Story Brief
The author (Helen) had her fifteen-year friend Nicola from Sydney staying in her spare room in Melbourne for three weeks. Nicola was there for a Vitamin C Treatment claiming to cure her cancer, while Helen had to care for her.
Nicola had never been married and had no children. She was what called Bohemian.
She was obsessed with alternative treatments and theories, even they all seemed to be deceptive to Helen. The side effects of the treatment gave Nicola a lot of bad nights but she made herself believed that it was the proof of the cancer being reduced, while at the same time, Helen had to spend all those sleepless nights taking care of Nicola and holding back to not hurt Nicola by pointing out the truth of the false treatment.
The days went on until Helen could no longer stand and confronted Nicola. Helen pushed her to face the truth: She was going to die.
My Feelings
A friend introduced this book, and by the first several pages of reading, I felt quite heavy about the topic. Elderly people and cancer, it reminds me of my grandma, except she does not have cancer but AD (Alzheimer disease).
I saw my grandma sometimes suffering from physical pain from her old body even though she is perplexed most of the time, but no one knows how exactly she feels. I also saw the workload of caring for her from my mom, aunts, and uncles, lucky she has a big family, many kids.
Things will be very different when it goes my turn. To take care of my parents, I am not sure how much help I can get, and the worst case I might be the only one. To myself, not to mention if there will still be anyone around, the thought of troubling anyone to involve so much physical labor has already put me in agony.
My rescue, the solution I end up thinking about, might be to terminate the pain on my own will, which pragmatically is Euthanasia.
I read a sad story last year about an Australian elderly woman secretly poisoning herself to end her life without telling her family because the law would have against them if they had been aware of that and had assisted her to suicide. The daughter did not even get a chance to say goodbye.

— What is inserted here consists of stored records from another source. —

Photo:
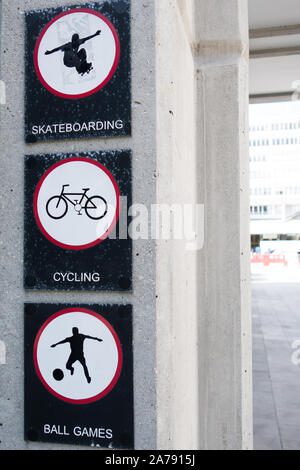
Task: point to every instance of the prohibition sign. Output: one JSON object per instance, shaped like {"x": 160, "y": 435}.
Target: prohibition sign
{"x": 76, "y": 203}
{"x": 77, "y": 355}
{"x": 77, "y": 53}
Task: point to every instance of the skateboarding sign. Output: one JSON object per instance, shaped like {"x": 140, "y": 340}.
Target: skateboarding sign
{"x": 78, "y": 64}
{"x": 78, "y": 71}
{"x": 79, "y": 374}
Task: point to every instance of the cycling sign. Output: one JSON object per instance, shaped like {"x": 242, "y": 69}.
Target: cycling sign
{"x": 76, "y": 203}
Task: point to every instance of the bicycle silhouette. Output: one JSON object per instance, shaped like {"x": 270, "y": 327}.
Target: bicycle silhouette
{"x": 95, "y": 206}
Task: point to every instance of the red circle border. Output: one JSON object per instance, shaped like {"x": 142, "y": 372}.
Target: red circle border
{"x": 119, "y": 348}
{"x": 114, "y": 66}
{"x": 36, "y": 195}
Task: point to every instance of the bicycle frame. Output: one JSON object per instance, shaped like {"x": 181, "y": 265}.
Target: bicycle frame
{"x": 65, "y": 195}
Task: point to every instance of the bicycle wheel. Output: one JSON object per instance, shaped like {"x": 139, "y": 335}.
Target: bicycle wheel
{"x": 96, "y": 207}
{"x": 56, "y": 207}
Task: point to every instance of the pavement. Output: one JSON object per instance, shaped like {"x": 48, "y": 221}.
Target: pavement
{"x": 276, "y": 357}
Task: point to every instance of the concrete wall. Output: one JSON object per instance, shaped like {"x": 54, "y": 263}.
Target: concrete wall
{"x": 192, "y": 331}
{"x": 12, "y": 150}
{"x": 203, "y": 158}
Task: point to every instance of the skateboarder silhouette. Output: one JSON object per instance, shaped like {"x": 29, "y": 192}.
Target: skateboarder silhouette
{"x": 76, "y": 344}
{"x": 73, "y": 57}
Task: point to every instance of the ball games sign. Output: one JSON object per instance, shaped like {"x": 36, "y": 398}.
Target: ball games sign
{"x": 78, "y": 72}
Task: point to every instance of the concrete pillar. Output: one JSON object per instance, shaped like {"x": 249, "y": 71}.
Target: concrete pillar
{"x": 204, "y": 326}
{"x": 191, "y": 297}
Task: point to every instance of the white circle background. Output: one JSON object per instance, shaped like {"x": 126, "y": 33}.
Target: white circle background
{"x": 74, "y": 229}
{"x": 101, "y": 357}
{"x": 101, "y": 51}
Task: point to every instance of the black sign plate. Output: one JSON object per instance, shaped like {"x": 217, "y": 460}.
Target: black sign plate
{"x": 79, "y": 375}
{"x": 77, "y": 71}
{"x": 75, "y": 208}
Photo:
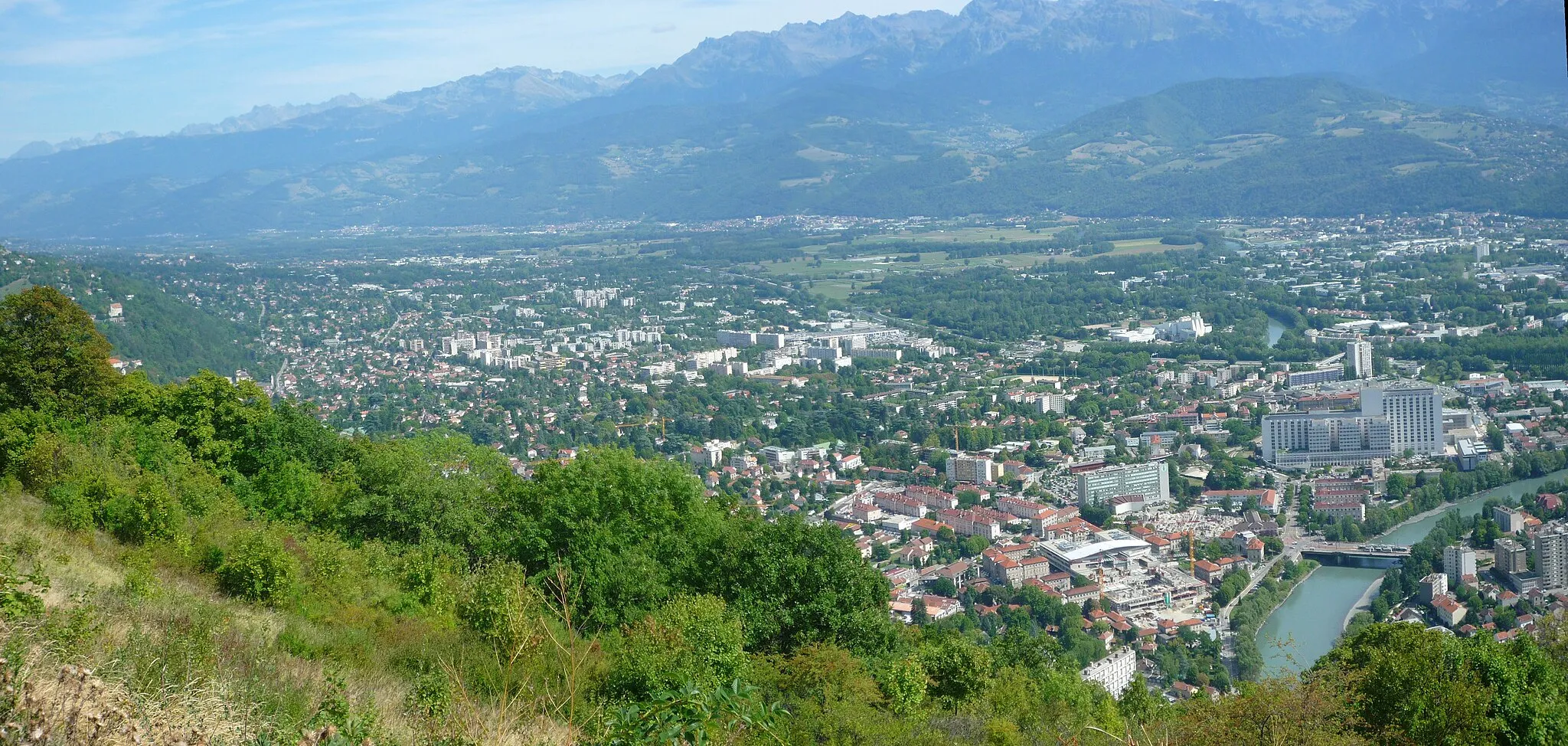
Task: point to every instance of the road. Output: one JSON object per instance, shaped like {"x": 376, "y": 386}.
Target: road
{"x": 1291, "y": 535}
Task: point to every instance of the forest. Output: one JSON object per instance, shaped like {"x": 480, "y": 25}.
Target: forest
{"x": 194, "y": 563}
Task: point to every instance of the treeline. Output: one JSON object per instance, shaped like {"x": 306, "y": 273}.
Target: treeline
{"x": 172, "y": 337}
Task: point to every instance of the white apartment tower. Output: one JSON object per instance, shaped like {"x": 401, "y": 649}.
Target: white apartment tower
{"x": 1415, "y": 416}
{"x": 1360, "y": 358}
{"x": 1150, "y": 482}
{"x": 1319, "y": 439}
{"x": 1551, "y": 555}
{"x": 1459, "y": 561}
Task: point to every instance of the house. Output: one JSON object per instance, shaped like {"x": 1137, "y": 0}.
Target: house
{"x": 1449, "y": 610}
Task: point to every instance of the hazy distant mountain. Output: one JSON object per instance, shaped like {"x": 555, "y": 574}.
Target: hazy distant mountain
{"x": 924, "y": 112}
{"x": 41, "y": 148}
{"x": 260, "y": 118}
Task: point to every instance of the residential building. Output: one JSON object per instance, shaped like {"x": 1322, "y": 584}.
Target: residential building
{"x": 1114, "y": 671}
{"x": 1150, "y": 480}
{"x": 1511, "y": 557}
{"x": 1509, "y": 519}
{"x": 1551, "y": 557}
{"x": 1413, "y": 413}
{"x": 972, "y": 522}
{"x": 1358, "y": 355}
{"x": 972, "y": 469}
{"x": 1459, "y": 561}
{"x": 1053, "y": 403}
{"x": 1433, "y": 585}
{"x": 1449, "y": 610}
{"x": 1336, "y": 512}
{"x": 1319, "y": 439}
{"x": 737, "y": 339}
{"x": 1159, "y": 443}
{"x": 1315, "y": 377}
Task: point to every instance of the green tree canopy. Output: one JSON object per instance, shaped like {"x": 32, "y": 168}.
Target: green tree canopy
{"x": 51, "y": 355}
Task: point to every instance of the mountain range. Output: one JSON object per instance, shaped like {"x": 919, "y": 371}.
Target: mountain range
{"x": 1116, "y": 107}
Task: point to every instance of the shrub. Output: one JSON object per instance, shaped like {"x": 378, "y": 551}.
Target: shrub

Good news is Euthanasia is going to be legal from the middle of 2019. (Euthanasia: Victoria becomes the first Australian state to legalize voluntary assisted dying )
For Nicola in the book, the one thing that made her not giving up was her remorse for not making good use of her life. She said in the book:
I’ve wasted my life. Look at me. I’m sixty-five. What have I got to show for it?
I’ve had amazing good fortune. Born with reasonable good looks. A family with money. A few talents. But I threw it all away. I made nothing of myself. I was sloppy. I never stuck at anything. I failed and just kept moving. I wasted my good luck. I pissed it up againt the wall. It’s no wonder I’ve run out of it now.
Her remorse became my fear when I read those words.
I felt up and down through my short life worrying about what I will become and achieve at the end. The society we live in is never lack of rules to follow, but for me, it is always difficult to find out which rules I should follow. Then Helen’s dispute about it later in the book lightened my somehow:
You think your life’s been wasted, then why do people love you?
You don’t suppose it could be because of your character? Or your bottomless generosity? The way everything you touch becomes beautiful?
Overroll, it’s a good book to read and gave me a chance to think about the situations when my time comes (still too early though).
About the author
Helen Garner, was born in 1942 in Geelong, Victoria, is an Australian novelist, short-story writer, screenwriter, and journalist. She is known for incorporating and adapting her personal experiences in her fiction.
The Spare Room is based on the illness and death of Garner’s friend Jenya Osborne.